Breaking down revenue cycle silos needs buy-in, useful KPIs that truly measure patient financial experience
Audience technology, physician champions and a meaningful dashboard are all part of the equation.
Beyond the glaring need for efficiency and streamlining, the siloed existence had a hugely negative impact on communication. Physicians would order what they wanted to order in terms of services. If there was a denial, there was no conversation and the hospital simply ate the costs. This practice put the patient in the middle between the hospital and the physician.
"We didn't want that. We wanted the patient out of the middle. Let's have a convo and then decide the best solution to the patient," Dixon said.

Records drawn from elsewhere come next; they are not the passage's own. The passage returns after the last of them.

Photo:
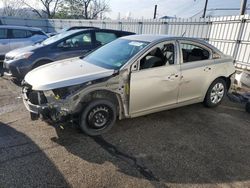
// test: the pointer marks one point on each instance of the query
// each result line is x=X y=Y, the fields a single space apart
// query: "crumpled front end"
x=53 y=104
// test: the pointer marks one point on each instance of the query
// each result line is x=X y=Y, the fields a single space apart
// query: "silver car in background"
x=12 y=37
x=129 y=77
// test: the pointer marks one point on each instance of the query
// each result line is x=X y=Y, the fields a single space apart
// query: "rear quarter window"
x=192 y=52
x=105 y=37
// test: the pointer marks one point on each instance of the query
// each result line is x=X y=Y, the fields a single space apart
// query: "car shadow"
x=189 y=145
x=24 y=164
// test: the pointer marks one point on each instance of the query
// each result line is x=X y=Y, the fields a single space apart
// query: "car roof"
x=20 y=27
x=158 y=38
x=97 y=29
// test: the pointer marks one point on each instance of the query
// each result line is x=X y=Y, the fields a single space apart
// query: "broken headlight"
x=62 y=93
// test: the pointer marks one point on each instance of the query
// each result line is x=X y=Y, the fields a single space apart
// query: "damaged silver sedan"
x=129 y=77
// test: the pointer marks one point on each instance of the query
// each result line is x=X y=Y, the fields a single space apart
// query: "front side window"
x=161 y=55
x=104 y=38
x=19 y=33
x=3 y=33
x=78 y=41
x=191 y=52
x=115 y=54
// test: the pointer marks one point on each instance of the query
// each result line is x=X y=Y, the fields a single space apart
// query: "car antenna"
x=183 y=34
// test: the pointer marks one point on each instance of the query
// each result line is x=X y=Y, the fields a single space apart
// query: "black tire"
x=34 y=100
x=209 y=100
x=248 y=107
x=34 y=116
x=98 y=117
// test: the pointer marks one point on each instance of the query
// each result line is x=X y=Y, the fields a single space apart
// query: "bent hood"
x=65 y=73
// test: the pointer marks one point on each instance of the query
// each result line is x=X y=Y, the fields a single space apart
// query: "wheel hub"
x=217 y=93
x=99 y=117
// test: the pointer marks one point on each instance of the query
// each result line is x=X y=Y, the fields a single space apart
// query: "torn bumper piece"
x=48 y=111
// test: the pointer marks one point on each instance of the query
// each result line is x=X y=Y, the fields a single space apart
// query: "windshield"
x=57 y=37
x=115 y=54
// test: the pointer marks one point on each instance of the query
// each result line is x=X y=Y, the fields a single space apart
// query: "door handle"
x=171 y=77
x=207 y=69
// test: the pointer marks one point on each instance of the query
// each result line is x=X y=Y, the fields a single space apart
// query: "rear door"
x=156 y=84
x=4 y=42
x=74 y=46
x=196 y=69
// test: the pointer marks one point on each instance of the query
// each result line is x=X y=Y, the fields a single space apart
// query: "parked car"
x=68 y=44
x=129 y=77
x=12 y=37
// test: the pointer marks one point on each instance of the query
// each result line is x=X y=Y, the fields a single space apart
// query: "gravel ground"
x=191 y=146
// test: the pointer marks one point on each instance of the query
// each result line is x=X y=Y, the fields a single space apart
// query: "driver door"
x=156 y=84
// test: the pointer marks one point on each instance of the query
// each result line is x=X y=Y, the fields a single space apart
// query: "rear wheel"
x=98 y=117
x=215 y=93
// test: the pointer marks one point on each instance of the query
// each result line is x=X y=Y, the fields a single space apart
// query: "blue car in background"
x=13 y=37
x=65 y=45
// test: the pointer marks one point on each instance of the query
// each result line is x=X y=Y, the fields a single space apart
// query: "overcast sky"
x=180 y=8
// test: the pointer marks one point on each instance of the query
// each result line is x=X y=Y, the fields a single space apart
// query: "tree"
x=88 y=9
x=10 y=7
x=43 y=8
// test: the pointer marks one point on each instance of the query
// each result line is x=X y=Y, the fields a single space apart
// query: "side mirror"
x=64 y=45
x=216 y=56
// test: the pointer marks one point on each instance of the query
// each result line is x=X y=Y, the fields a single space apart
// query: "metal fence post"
x=140 y=27
x=239 y=38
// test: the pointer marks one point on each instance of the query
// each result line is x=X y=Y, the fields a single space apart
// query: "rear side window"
x=3 y=33
x=19 y=33
x=163 y=54
x=104 y=37
x=191 y=52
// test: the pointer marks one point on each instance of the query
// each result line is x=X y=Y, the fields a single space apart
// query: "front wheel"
x=98 y=117
x=215 y=93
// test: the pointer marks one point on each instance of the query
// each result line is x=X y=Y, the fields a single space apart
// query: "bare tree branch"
x=48 y=7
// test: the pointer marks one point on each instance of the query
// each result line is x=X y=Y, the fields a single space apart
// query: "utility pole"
x=155 y=12
x=205 y=9
x=243 y=7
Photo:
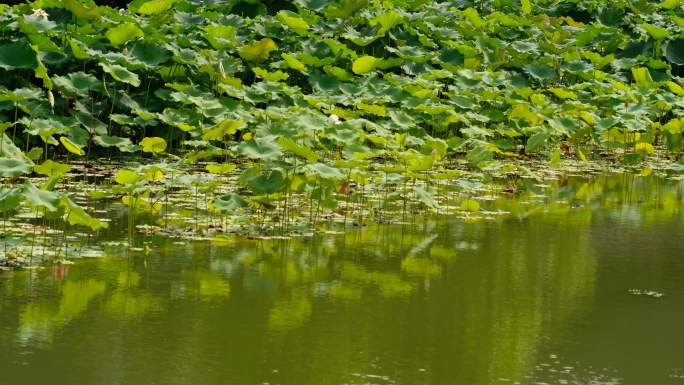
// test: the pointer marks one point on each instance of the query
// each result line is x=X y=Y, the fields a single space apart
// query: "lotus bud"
x=40 y=13
x=221 y=70
x=51 y=99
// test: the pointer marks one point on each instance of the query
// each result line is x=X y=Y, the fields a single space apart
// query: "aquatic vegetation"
x=274 y=122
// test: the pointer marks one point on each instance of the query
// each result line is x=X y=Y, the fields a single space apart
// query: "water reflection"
x=438 y=301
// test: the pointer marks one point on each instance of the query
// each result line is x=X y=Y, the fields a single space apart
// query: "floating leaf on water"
x=14 y=167
x=153 y=144
x=155 y=7
x=126 y=177
x=470 y=205
x=71 y=146
x=17 y=55
x=123 y=33
x=121 y=74
x=258 y=50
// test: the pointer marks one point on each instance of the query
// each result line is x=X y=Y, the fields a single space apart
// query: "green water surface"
x=552 y=292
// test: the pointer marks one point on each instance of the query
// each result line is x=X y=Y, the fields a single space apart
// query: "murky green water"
x=539 y=296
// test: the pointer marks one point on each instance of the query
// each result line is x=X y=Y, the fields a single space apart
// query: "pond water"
x=582 y=283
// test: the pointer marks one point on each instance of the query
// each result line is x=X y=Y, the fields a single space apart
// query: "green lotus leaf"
x=127 y=177
x=41 y=198
x=451 y=58
x=540 y=72
x=51 y=168
x=150 y=54
x=71 y=146
x=670 y=4
x=526 y=6
x=290 y=146
x=473 y=17
x=536 y=141
x=223 y=168
x=228 y=203
x=293 y=21
x=642 y=76
x=265 y=148
x=293 y=63
x=221 y=36
x=77 y=83
x=9 y=150
x=364 y=64
x=17 y=55
x=425 y=197
x=387 y=21
x=10 y=198
x=223 y=129
x=10 y=167
x=324 y=171
x=258 y=50
x=274 y=76
x=470 y=205
x=76 y=215
x=123 y=33
x=657 y=33
x=121 y=74
x=155 y=7
x=674 y=51
x=153 y=144
x=345 y=8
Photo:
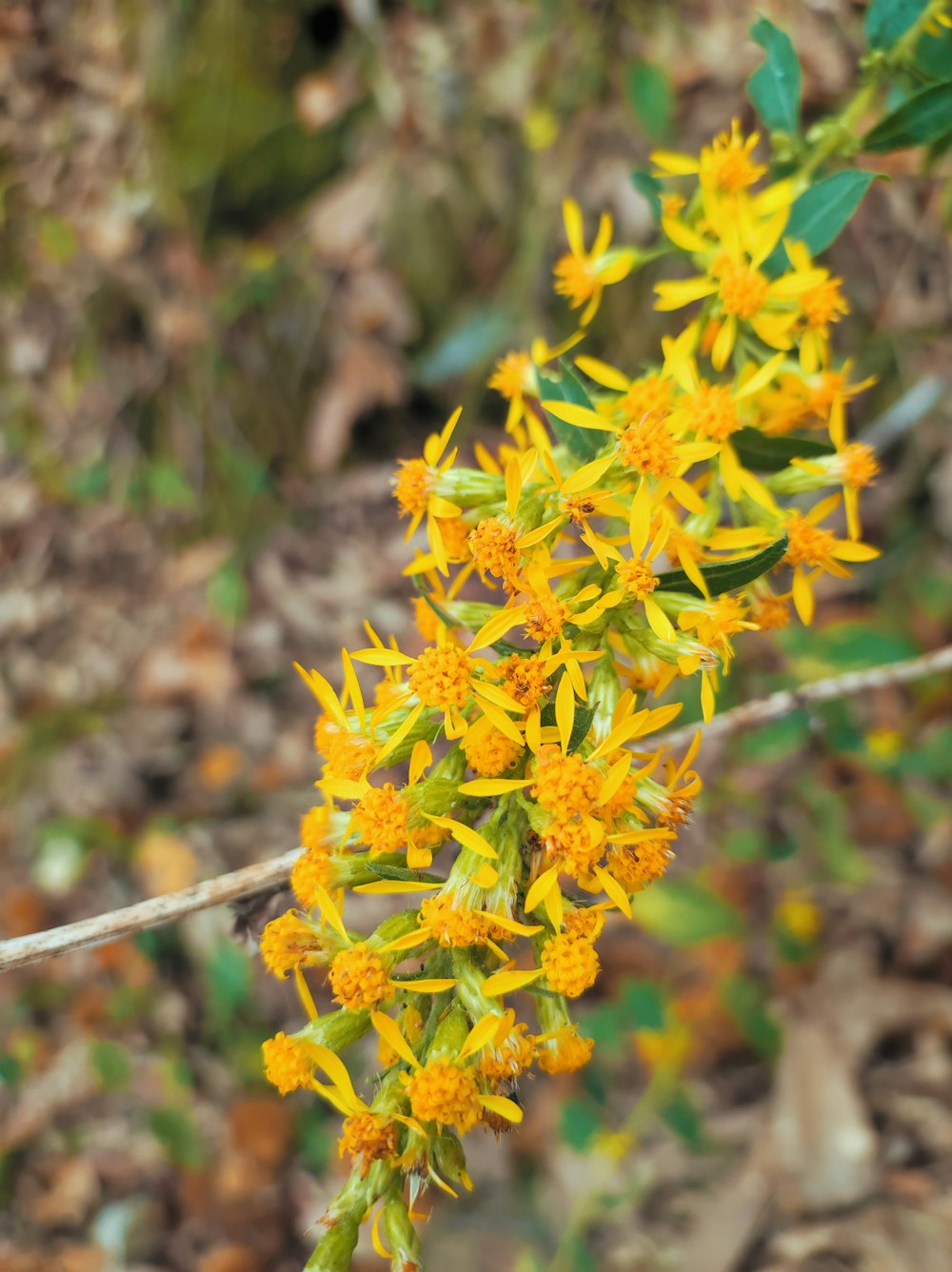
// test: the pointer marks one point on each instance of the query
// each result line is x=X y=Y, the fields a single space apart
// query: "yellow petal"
x=504 y=1106
x=542 y=886
x=482 y=1032
x=433 y=986
x=614 y=890
x=495 y=785
x=390 y=1032
x=505 y=983
x=464 y=835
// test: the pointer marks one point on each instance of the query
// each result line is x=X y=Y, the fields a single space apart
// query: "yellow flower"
x=583 y=275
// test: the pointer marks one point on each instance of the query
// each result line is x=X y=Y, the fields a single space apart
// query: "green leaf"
x=228 y=977
x=680 y=1115
x=644 y=1005
x=580 y=729
x=386 y=871
x=774 y=87
x=57 y=239
x=168 y=487
x=933 y=55
x=579 y=1124
x=649 y=189
x=110 y=1063
x=648 y=88
x=746 y=1003
x=765 y=454
x=925 y=116
x=227 y=591
x=727 y=575
x=177 y=1134
x=584 y=444
x=683 y=912
x=888 y=19
x=820 y=214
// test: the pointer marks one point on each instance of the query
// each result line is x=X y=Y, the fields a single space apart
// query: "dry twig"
x=22 y=950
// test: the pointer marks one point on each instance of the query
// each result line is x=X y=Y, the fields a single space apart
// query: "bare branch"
x=262 y=877
x=22 y=950
x=751 y=715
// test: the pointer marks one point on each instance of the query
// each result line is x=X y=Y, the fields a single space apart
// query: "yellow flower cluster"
x=625 y=534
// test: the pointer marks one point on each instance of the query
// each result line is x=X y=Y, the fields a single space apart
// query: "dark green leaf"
x=584 y=444
x=386 y=871
x=766 y=454
x=579 y=1124
x=727 y=575
x=580 y=729
x=228 y=593
x=652 y=98
x=651 y=189
x=745 y=999
x=110 y=1063
x=683 y=913
x=926 y=116
x=820 y=214
x=177 y=1134
x=933 y=55
x=228 y=976
x=680 y=1116
x=774 y=87
x=888 y=19
x=644 y=1005
x=168 y=487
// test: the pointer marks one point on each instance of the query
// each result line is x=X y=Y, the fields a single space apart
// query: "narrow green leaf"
x=765 y=454
x=888 y=19
x=580 y=729
x=227 y=591
x=583 y=443
x=774 y=87
x=682 y=912
x=727 y=575
x=579 y=1124
x=924 y=117
x=820 y=214
x=746 y=1003
x=401 y=873
x=651 y=189
x=648 y=88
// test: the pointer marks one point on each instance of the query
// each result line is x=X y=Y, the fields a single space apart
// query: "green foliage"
x=774 y=88
x=228 y=591
x=579 y=1124
x=110 y=1063
x=651 y=93
x=886 y=21
x=727 y=575
x=682 y=1116
x=651 y=189
x=768 y=454
x=820 y=214
x=178 y=1135
x=584 y=444
x=922 y=118
x=684 y=912
x=228 y=981
x=745 y=1000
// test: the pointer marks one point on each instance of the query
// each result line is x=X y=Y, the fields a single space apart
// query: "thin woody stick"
x=262 y=877
x=23 y=950
x=751 y=715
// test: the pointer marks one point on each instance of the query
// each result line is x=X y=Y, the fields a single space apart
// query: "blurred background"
x=249 y=254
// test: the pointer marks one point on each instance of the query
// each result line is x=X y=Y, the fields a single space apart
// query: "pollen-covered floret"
x=569 y=964
x=359 y=979
x=288 y=1066
x=445 y=1093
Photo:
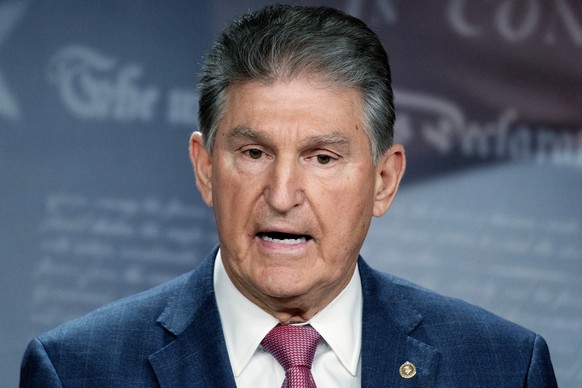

First, they changed their EHR and moved to Epic after years on being on two different EHRs. That was a major catalyst for change. But Dixon said they also looked at other organizations to see what they were doing, and they also talked to patients and did patient forums to understand what they wanted to see happen.
Their vice president of revenue cycle led the charge, but they also had a physician champion. That was crucial.
"To get physicians on board, you need another physician to lead the charge. We had a physician champion helping us as well," she said.
To ensure a nonclinical person wasn't making care suggestions, they also had a nurse lead the financial counseling teams so they could speak the clinical language and communicate with the physician.
"Putting a clinical person in that space helped bridge those conversations with physicians," Dixon said.
They also decided to move as much of the financial conversation as early in the revenue cycle as possible, instead of waiting until the back end to have the conversation about payments and payoffs. The goal was to have those conversations at the time of service or prior to services. They even recorded face-to-face conversations for staff training purposes.
The silos came down. Now, Dixon said, on any given month they have between 40 to 50 percent of all patient money coming in prior to or at the time of service.
"We do a good job of getting that money. The other 50 percent is what we have to work on, on the back end. We have a goal in our office to get to where if we have to send a statement, it's a failure -- that for any scheduled service we should be getting that money up front," she said.
They also have a rev cycle patient experience dashboard with 35 to 40 metrics that provides a glimpse into what the patient's financial experience was through the rev cycle, from pre-registration, time of service, financial counseling and through the back end.
They measure ratio of statements to visits and have seen statements declining because they are collecting more at the time of service. They track statements to customer service phone calls, understanding that if patients trust the statements and if they are accurate and easy to read, they aren't going to call their centralized call center. The same is true for online payments. If the patients are paying online, then they understand the statement. That metric has grown from about 8 percent of total patient collections for a given month to 25 percent of patient collections.
"To be successful, you have to have clinician buy-in and a physician champion. You have to speak their language. You also have to find ways to measure patient financial experience. Find some KPIs and build a dashboard that would give you insight into that," Dixon said.